COPPER PIPES

18.06.2022

An exhibition by Maria Diesel at the Vyksa Steelworks History Museum
Maria Diesel has become the first ceramist to participate in the Vyksa Artist-in-Residence programme. The artist finds her inspiration in industrial aesthetics and the form and function of industrial objects.

One of the reasons why Maria Diesel decided to participate in the programme was her interest in the way an urban resident and an artist interact with an industrial town when art is produced there on top of industrial goods. Another reason was that the artist was inspired by post-workerism – an intellectual theory behind the 1960–1970s Italy's labour movement. It was based on the works of Italian theorists as well as Marxist theory flashbacks. As a large-scale industrial production site and an impressive cultural platform, Vyksa seemed to be an ideal place for immersion in the local environment, subsequent analysis, and art practice.

During her residence in Vyksa, Maria visited the railway wheel and sheet metal productions, walked in the park and around the ponds, and explored the town's murals. The artist was especially impressed with the production, scalding steel fired at the same temperature as ceramics (up to 1300°C), and fine-grained slag from open-hearth production (it was decided to try using this material for coating). She also greatly enjoyed her meeting with the local artist, Ekaterina Golotvina, who provided her studio and kiln for their collaborative work.

During her visit to the factory, Maria's attention was drawn to the colours of the fencing, railings, and technical pipes as well as their monumental scale. She later applied this palette when glazing the ceramic objects for her Vyksa project. Another crucial observation was how the town's residents, who accompanied her on the factory tour, began to look at the industrial sites from a different angle. Before their visit, they had not seen it as anything particularly impressive but everyone was stricken by the formidable beauty of the industrial site.
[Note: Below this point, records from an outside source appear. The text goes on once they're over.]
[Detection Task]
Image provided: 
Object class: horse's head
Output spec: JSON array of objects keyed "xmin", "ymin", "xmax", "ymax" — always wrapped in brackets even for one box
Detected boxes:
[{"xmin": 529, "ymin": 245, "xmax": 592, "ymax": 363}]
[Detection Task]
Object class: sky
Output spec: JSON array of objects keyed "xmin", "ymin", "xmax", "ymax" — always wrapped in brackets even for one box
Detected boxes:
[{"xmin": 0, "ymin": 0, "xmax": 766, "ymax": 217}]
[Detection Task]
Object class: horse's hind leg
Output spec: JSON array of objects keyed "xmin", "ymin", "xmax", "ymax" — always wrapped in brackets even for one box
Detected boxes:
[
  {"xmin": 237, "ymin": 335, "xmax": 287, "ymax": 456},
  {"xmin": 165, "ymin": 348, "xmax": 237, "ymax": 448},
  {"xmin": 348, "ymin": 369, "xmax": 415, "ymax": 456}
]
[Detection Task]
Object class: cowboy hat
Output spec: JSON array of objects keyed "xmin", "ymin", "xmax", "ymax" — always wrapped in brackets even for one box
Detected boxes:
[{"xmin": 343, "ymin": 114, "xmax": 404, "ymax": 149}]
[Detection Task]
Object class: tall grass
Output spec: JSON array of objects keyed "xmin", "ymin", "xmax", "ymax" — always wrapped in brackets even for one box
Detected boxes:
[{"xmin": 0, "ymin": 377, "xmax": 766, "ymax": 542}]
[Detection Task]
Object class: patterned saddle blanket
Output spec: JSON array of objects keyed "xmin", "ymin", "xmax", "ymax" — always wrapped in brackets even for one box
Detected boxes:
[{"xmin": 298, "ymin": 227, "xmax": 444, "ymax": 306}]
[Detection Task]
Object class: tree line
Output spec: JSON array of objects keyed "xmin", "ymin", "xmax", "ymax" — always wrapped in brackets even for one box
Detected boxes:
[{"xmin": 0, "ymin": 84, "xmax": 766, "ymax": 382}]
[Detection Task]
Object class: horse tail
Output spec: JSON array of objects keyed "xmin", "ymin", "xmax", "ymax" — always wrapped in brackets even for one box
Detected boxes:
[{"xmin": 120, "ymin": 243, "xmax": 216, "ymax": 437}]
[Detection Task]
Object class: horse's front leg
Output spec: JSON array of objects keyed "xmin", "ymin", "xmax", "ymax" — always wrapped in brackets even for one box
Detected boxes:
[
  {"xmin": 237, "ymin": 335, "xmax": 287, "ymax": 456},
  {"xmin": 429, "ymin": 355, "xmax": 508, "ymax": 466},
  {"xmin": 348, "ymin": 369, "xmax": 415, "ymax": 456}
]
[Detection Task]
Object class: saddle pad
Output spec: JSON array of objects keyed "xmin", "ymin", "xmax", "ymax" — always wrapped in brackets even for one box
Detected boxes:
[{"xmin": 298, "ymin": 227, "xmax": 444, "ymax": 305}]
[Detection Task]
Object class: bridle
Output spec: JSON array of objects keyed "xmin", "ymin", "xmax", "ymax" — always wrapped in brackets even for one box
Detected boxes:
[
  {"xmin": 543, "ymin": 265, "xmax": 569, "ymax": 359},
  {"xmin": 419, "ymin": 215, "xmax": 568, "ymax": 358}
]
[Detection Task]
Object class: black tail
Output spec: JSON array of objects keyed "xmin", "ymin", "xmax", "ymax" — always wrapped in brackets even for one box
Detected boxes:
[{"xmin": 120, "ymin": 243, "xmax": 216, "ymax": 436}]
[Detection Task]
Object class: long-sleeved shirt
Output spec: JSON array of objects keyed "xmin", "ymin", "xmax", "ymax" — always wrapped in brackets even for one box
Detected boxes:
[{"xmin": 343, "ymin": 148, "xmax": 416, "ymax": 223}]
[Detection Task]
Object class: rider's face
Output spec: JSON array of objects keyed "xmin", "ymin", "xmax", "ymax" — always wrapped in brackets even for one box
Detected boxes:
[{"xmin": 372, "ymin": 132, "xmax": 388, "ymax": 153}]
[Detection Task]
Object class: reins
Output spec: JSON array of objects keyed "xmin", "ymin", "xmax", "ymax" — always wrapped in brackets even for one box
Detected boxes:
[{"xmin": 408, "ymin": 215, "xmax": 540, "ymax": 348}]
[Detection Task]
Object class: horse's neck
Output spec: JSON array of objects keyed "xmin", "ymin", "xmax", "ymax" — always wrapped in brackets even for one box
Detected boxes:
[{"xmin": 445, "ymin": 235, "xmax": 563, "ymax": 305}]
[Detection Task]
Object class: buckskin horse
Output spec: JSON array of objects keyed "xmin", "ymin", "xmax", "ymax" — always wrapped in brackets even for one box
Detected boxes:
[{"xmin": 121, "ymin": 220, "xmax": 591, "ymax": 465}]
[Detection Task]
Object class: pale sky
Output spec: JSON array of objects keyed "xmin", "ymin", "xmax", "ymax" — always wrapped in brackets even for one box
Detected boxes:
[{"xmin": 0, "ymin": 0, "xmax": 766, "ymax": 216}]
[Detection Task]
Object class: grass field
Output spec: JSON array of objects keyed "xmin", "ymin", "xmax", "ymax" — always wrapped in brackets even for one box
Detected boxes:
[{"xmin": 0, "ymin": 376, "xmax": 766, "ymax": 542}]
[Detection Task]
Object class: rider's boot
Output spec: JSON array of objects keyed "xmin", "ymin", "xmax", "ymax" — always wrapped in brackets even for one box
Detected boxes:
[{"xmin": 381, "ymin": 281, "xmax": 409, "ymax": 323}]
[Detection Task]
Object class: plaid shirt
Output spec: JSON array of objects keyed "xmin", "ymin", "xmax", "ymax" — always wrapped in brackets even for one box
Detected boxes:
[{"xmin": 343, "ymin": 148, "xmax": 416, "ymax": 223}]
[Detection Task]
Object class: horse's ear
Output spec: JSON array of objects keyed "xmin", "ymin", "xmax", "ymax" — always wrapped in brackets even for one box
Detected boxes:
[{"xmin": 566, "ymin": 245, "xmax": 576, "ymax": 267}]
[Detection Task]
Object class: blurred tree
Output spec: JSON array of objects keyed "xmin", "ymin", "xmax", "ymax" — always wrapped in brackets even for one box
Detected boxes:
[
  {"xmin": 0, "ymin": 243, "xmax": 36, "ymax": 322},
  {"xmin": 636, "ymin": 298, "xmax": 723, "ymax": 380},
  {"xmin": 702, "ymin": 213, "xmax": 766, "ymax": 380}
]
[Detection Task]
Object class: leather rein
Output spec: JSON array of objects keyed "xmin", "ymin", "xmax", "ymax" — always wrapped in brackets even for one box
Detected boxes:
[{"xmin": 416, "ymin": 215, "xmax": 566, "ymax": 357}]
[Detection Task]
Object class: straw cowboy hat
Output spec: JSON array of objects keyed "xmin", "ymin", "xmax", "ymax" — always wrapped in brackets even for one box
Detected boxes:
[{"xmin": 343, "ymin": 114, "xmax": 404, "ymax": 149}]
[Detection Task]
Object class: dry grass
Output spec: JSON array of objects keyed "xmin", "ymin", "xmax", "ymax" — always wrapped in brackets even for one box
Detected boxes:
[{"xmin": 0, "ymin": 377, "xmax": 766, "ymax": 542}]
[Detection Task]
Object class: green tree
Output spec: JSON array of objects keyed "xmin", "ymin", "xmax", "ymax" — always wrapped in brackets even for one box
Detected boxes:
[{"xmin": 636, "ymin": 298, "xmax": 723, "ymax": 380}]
Having immersed herself in the industrial reality, Maria could not help but feel fascinated, 'We, industrial city dwellers, are used to seeing these sites, walking or driving past them every day or even working there. Everything around us becomes mundane and imperceptible. Walls, fences, pipes, corners, stones, and smoke – all too familiar. We dream of the faraway shores, seas, and scorching sun. We are always in a hurry to live and strive for the best finding temporary solace in the Internet, TV, and watching good and not-so-good movies, etc. But we fail to notice important things. Important is what is around us, our imperfect world, a city, an entrance hall, a bridge, a rainwater downpipe, and the factory's pipes. This world is beautiful, just look at it…'


In her reflections, Maria Diesel glorifies Vyksa and compares the factory's pipes with the tube-shaped brass instruments of a symphony orchestra. As if leaping to avant-garde, the artist once again demolishes the border between the industrial and the cultural – the two milestones Vyksa's identity is built around. Instead of imposing on us a contract between the industrial reality and some strange beauty she would like to instil, Maria suggests that we explore the world around us through a new prism. This prism implies that 'industrial aesthetics' is a self-sufficient fully-fledged phenomenon that does not require any extra aestheticization or embellishments. It is ready to serve not as a platform for new productions and images but as a basic functional semantic and visual code of reality we no longer need to decipher but see, accept, and admire because it is truly magnificent.

Maria Diesel
1977
Maria is a ceramic artist, born in the Moscow region, lives and works near the town of Istra. For the artist industrial objects, pipes, bridges and other technical structures become the basis of aesthetic inspiration. She observes, analyzes, processes and sublimates her visual experience into objects of industrial form.
She studied at the workshop of Arseniy Zhilyaev at The Learning Environment, at the New Ceramics School by Tatiana Punans, at the British Higher School of Design, at the Trinity School of Art (workshops of Russian icons and icon painting). She was nominated for the Russian Project 2020 award by Interior + Design magazine in the Art & Craft category.